We may have to start contemplating the post-Brexit countryside. Sustainability pressures will mean more wind turbines, decarbonisation apparently demands tree planting on an epic scale, while a changing diet will tweak the pasture/arable balance and challenge the viability of upland sheep farming.

And the recreational demands of the countryside look set to increase inexorably, as the public overwhelmingly wants the countryside to remain just as it is.

Our thinking on the appearance of the countryside got stuck somewhere in the mid-to-late 20th century, and our systems of protection have been on autopilot. We still rely on those designations of national parks and areas of great landscape vale and suchlike, mostly identified many decades ago. The most recent national park, the South Downs, was simply two previous areas of outstanding natural beauty.
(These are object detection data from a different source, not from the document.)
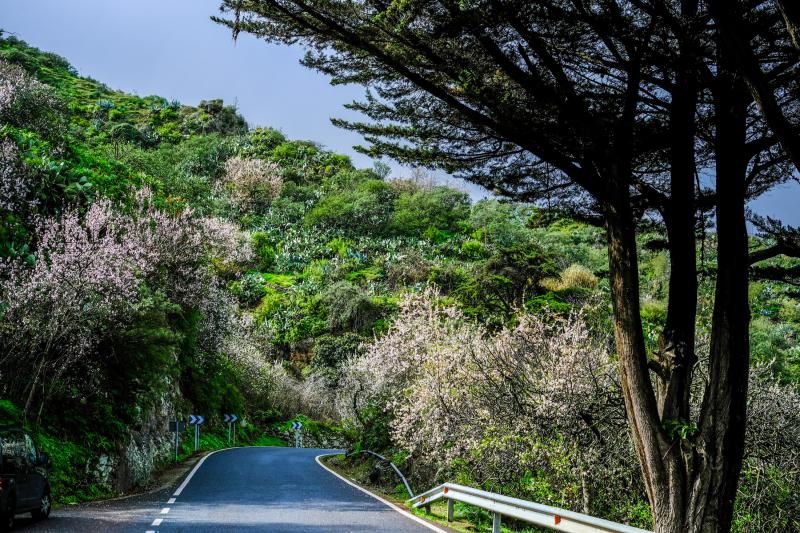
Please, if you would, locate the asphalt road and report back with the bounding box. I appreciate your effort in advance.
[10,448,435,533]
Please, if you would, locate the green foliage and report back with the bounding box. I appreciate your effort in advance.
[305,180,395,235]
[311,332,364,368]
[390,187,469,236]
[320,281,378,332]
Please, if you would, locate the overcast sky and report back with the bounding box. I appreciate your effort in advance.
[0,0,800,225]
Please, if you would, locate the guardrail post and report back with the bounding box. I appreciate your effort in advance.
[492,513,500,533]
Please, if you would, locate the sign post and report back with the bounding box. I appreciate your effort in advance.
[169,420,186,463]
[292,420,303,448]
[189,415,206,451]
[222,414,239,446]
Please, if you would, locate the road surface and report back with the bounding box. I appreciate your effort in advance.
[15,448,441,533]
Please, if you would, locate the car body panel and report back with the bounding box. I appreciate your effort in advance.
[0,428,50,514]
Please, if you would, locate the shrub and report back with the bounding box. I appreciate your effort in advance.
[320,281,379,331]
[541,264,597,292]
[311,332,364,368]
[222,157,283,212]
[306,180,395,235]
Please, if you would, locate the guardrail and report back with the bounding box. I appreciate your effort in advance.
[408,483,651,533]
[345,450,414,498]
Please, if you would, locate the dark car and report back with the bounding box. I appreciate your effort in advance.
[0,427,51,531]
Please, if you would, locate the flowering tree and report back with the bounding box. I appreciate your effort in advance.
[0,189,253,415]
[0,139,35,211]
[337,292,800,529]
[222,157,283,211]
[0,60,65,140]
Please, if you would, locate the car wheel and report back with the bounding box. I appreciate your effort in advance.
[0,501,15,531]
[31,492,53,520]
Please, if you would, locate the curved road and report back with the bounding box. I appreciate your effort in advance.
[12,448,443,533]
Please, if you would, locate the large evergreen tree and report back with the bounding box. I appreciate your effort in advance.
[217,0,798,532]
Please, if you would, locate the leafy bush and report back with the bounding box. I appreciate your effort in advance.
[306,180,395,235]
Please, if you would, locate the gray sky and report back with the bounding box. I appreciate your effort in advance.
[0,0,800,225]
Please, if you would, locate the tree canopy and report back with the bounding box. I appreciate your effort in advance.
[216,0,800,531]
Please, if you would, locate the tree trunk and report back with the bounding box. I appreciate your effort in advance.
[778,0,800,50]
[606,172,687,533]
[686,40,750,532]
[655,0,698,421]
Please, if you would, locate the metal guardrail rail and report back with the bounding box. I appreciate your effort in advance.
[408,483,651,533]
[345,450,414,498]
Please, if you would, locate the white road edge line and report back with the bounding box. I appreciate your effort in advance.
[172,448,238,496]
[315,453,447,533]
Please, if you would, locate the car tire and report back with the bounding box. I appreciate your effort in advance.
[31,490,53,520]
[0,499,16,532]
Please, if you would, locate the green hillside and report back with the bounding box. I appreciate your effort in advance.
[0,32,800,530]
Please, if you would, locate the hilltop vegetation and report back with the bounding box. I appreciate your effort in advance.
[0,37,800,531]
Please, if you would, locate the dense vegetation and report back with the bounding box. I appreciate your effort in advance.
[0,31,800,531]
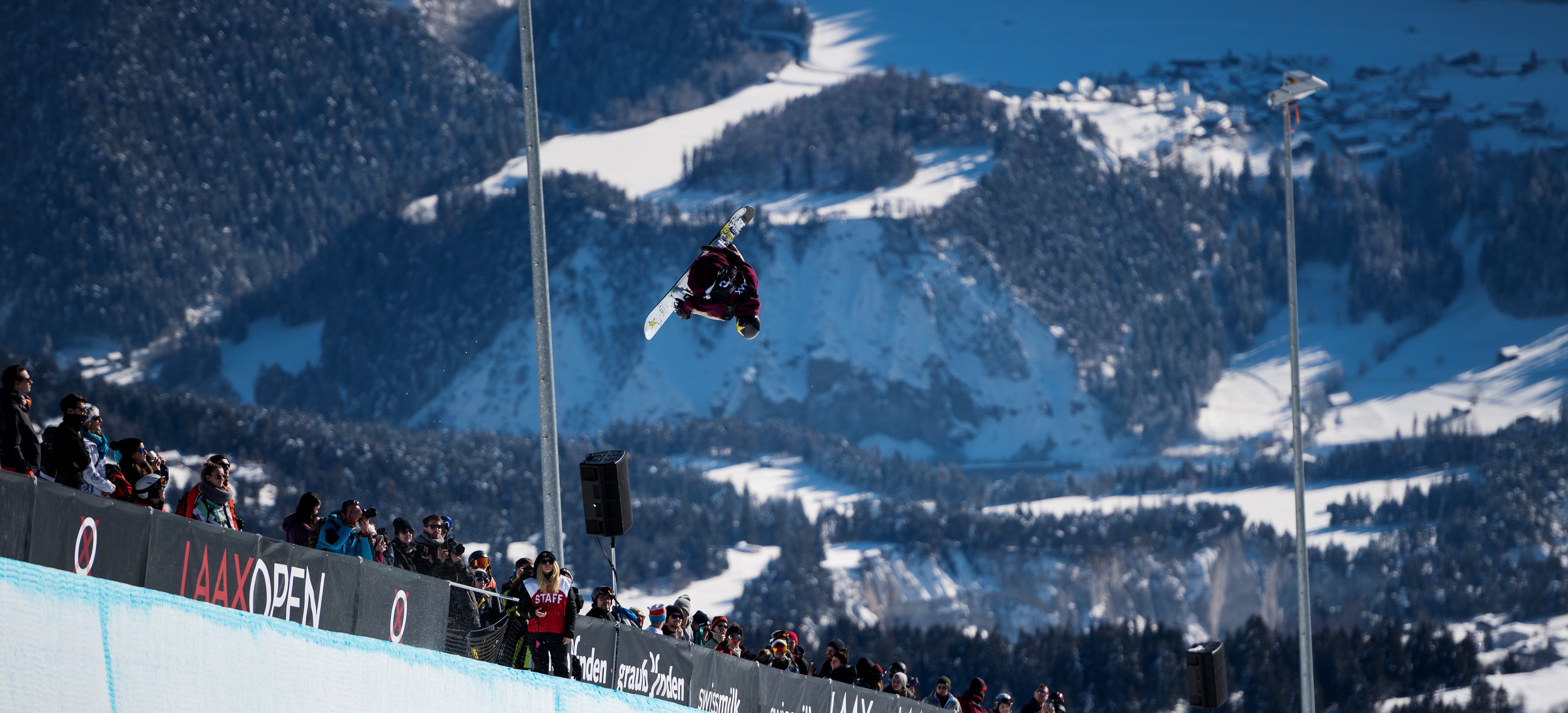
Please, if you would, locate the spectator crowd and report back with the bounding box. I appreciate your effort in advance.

And how many planners or politicians stop to think whether we have the right approach to tackle the pressures on the landscape, and whether we are protecting the right rural areas and the right qualities in them?

“Our thinking on the appearance of the countryside has got stuck in the mid-to-late 20th century”

There was once a rationale behind landscape designation. The regional planning studies of the 1960s and 1970s demanded another. They generated computerised models of land-use planning. ‘Objective’ facts needed to be fed in, and hence the various attempts to find ‘objective’ methods of landscape evaluation at that time. But these methods fell into disrepute, and ever since planners and academics have shied away from developing methods to assess why people prefer some landscapes to others.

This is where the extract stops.